Pierre-Olivier Zappa
Qu’est-ce qui arrêtera Donald Trump et sa folie des tarifs? Pas le Canada. Pas le Mexique. Mais probablement des millions d’électeurs américains, prêts à klaxonner leur colère quand ils verront le prix de leurs voitures s’envoler.
S’il y a une industrie sacrée aux États-Unis, c’est l’auto. Ce n’est pas pour rien que Washington l’a sauvée à coups de milliards lors de la crise de 2008. Mais avec ses tarifs douaniers sur ses voisins, Trump s’apprête à faire l’inverse: un carnage!
Selon l’Anderson Economic Group, chaque voiture coûtera entre 3500$ et 12 000$ US de plus à produire en Amérique du Nord. Pourquoi?
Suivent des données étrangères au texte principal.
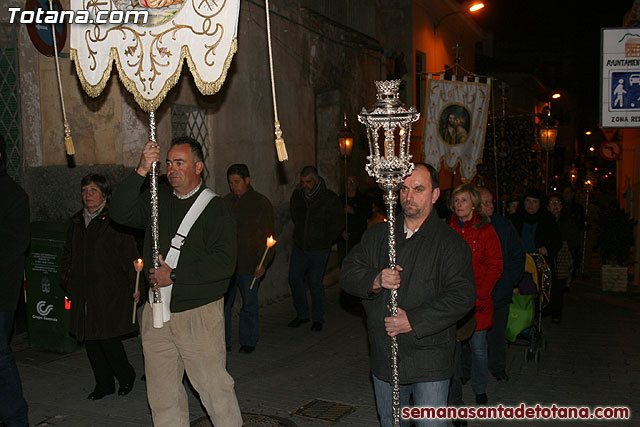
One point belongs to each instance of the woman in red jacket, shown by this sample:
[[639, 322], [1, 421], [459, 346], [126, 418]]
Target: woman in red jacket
[[477, 231]]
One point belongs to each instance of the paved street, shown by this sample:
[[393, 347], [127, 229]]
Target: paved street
[[592, 359]]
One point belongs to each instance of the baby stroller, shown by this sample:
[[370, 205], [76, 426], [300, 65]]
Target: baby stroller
[[525, 311]]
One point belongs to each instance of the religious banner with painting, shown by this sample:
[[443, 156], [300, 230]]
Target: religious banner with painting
[[455, 123], [149, 39]]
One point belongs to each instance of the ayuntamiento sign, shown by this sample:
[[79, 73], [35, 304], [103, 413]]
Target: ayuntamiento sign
[[620, 78]]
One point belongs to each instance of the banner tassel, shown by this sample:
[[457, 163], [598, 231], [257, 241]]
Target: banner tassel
[[281, 148], [68, 142]]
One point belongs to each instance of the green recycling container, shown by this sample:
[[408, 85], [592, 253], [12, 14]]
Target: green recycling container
[[47, 309]]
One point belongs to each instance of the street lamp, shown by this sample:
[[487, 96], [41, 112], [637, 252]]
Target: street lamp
[[345, 142], [473, 6], [548, 134]]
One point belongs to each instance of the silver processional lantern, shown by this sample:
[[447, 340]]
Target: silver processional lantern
[[389, 133]]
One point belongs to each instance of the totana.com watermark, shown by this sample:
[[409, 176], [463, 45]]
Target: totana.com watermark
[[42, 16]]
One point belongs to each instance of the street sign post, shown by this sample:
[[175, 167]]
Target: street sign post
[[620, 78]]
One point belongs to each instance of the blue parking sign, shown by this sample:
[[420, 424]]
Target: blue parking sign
[[625, 90]]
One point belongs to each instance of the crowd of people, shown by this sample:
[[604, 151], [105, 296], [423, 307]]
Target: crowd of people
[[458, 264]]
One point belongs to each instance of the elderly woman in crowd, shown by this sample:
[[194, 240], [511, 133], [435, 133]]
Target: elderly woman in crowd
[[570, 236], [487, 268], [537, 228], [99, 276]]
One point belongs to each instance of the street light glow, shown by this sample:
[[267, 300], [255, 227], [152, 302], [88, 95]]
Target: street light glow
[[476, 6]]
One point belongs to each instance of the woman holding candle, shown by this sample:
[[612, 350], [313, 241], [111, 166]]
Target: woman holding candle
[[98, 276]]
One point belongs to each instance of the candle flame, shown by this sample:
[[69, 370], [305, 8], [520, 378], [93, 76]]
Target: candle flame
[[138, 264]]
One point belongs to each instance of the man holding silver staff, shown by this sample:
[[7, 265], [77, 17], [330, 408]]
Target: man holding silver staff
[[434, 279], [192, 338]]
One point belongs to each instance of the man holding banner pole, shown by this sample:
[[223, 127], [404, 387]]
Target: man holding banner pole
[[191, 337]]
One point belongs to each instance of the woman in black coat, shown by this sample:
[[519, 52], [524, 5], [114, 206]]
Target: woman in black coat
[[99, 278]]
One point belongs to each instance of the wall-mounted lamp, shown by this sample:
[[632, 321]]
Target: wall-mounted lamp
[[471, 6]]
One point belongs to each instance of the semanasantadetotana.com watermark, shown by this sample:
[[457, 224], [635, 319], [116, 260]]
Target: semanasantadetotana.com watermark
[[42, 16]]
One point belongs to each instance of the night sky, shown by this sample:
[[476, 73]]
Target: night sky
[[558, 41]]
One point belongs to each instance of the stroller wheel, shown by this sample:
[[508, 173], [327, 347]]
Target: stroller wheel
[[528, 355]]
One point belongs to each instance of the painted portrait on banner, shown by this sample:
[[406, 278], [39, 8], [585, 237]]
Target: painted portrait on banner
[[454, 122]]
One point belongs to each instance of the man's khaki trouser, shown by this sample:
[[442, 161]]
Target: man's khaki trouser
[[192, 341]]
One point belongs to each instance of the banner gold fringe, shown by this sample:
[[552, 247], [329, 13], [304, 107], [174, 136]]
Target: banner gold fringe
[[148, 105], [68, 142]]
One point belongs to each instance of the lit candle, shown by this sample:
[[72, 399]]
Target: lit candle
[[270, 242], [138, 265]]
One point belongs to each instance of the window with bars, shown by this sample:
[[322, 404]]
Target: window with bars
[[10, 122], [187, 120]]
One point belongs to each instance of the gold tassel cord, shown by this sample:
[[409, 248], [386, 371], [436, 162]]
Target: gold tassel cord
[[281, 148], [68, 142]]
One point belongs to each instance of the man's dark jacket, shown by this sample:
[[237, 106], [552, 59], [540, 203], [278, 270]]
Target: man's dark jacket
[[547, 232], [14, 240], [437, 289], [513, 258], [318, 220]]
Parce que les véhicules modernes sont de véritables casse-têtes roulants. Chaque modèle est assemblé avec environ 30 000 pièces qui traversent sans cesse la frontière. On parle de 238 milliards $ US d’importations en jeu depuis le Canada et le Mexique!
Prenons une simple pièce: le différentiel en aluminium d’un Chevrolet Silverado. Il commence sa vie au Québec, est moulé au Mexique, affiné en Ontario, assemblé en Indiana, puis installé dans un camion vendu au Texas. Avec les tarifs de Trump, chaque passage de frontière devient un péage supplémentaire.
Résultat? Un Silverado à 45 000$ US pourrait grimper à 55 000$ US en un clin d’œil. Et ce n’est qu’un exemple des ravages annoncés. «Les tarifs, c’est des coûts et du chaos», avertit Jim Farley, PDG de Ford, inquiet pour toute l’industrie.
Un plan aussi rouillé qu’un vieux moteur
Trump n’a rien inventé. En 1890, le président William McKinley – un autre apôtre des tarifs – a tenté de piéger le Canada avec des taxes punitives. Il croyait que les Canadiens allaient supplier pour un accord. Résultat? Nous avons développé d’autres marchés et McKinley a perdu son pari.
Aujourd’hui, Trump rejoue la même partition. Il croit que les constructeurs vont rapatrier leurs usines aux États-Unis. Mais déplacer une ligne de production prend des années et coûte une fortune. Les manufacturiers ne vont pas s’adapter à Trump, ils vont plutôt contourner le problème. Traduction? Délocalisation ailleurs, hausse des prix et chaos logistique.
Ce n’est pas tout. La hausse des coûts risque de ralentir la production et de faire bondir le prix des voitures d’occasion. Ceux qui pensaient échapper à l’inflation en achetant une auto usagée vont vite déchanter. Bref, que vous achetiez une voiture neuve ou un vieux modèle, préparez-vous à sortir le portefeuille.
Sortie de route annoncée
Trump ne peut pas l’ignorer. L’auto, c’est sacré aux États-Unis. Les consommateurs étranglés par des paiements mensuels hors de prix ne resteront pas silencieux. L’électorat de la Rust Belt, celui-là même qui l’a porté au pouvoir, va se demander si «Tariff Man» roule vraiment pour eux... ou s’il les envoie directement dans le décor.
Si le président persiste dans cette direction, tout indique qu’il connaîtra le même sort que la Pontiac Aztek, cette voiture américaine jadis assemblée au Mexique: rejeté par le public, ignoré par le marché et incompris de tous.